6年半前、天皇杯3回戦で鹿島とやった。2回戦(岡山戦)を120分の激闘の末に勝ち切り、3年ぶりに掴んだJ1クラブへの挑戦権。その頃の町田はJ2でも上位争いの主役を演じていて、アップセットへの期待は否が応でも高まっていた。

結果は1-5。散々、という言葉では片付かないほどの惨敗だった。当時J2で猛威を振るっていたはずの超コンパクトなプレッシングは、正確無比なサイドチェンジで広げられ、捉えどころのない2列目・3列目のランニングでズタズタにされた。

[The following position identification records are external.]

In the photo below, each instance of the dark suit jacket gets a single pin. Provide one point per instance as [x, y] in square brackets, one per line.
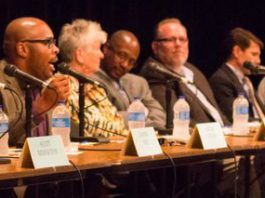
[226, 88]
[134, 86]
[13, 105]
[159, 83]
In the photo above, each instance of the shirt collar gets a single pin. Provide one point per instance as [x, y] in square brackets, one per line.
[239, 74]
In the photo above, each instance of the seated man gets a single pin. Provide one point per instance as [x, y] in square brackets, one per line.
[120, 55]
[80, 44]
[230, 79]
[170, 49]
[29, 44]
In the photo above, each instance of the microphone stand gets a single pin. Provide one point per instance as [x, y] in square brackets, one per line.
[28, 106]
[81, 117]
[168, 97]
[81, 108]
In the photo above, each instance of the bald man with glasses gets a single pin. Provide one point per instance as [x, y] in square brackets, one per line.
[29, 45]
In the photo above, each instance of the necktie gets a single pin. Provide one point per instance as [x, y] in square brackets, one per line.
[41, 120]
[252, 98]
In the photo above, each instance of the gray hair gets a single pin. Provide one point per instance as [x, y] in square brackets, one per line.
[79, 33]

前半から2失点。2点目の後の高原寿康の失望しきった顔は、今でも忘れることができない。ただでさえ小さいホームスタンドの声量はみるみる萎んでいく。「今年の俺ら、こんなんじゃ終わらないよ」と必死に声をかけたが、何ひとつ通用していないことは誰の目にも明らかだった。

そして終戦。絶望。たった一つしか変わらないカテゴリーの、どうしようもなく埋められない格差。周りに誰もいなかったら、膝から崩れ落ちていたかもしれない。それでもJ1を目指しているって、本当に自信をもって言えるのか、分からなくなった。

試合後、選手たちがやってきた。その時残っていたわずかな力で、みんなが口々に言葉を絞り出した。
「J1に行こう」「また鹿島とやろう」「今日のことを忘れないようにしよう」「俺たち、もっとやれるはずだ」…。たくさんの人が泣いていた。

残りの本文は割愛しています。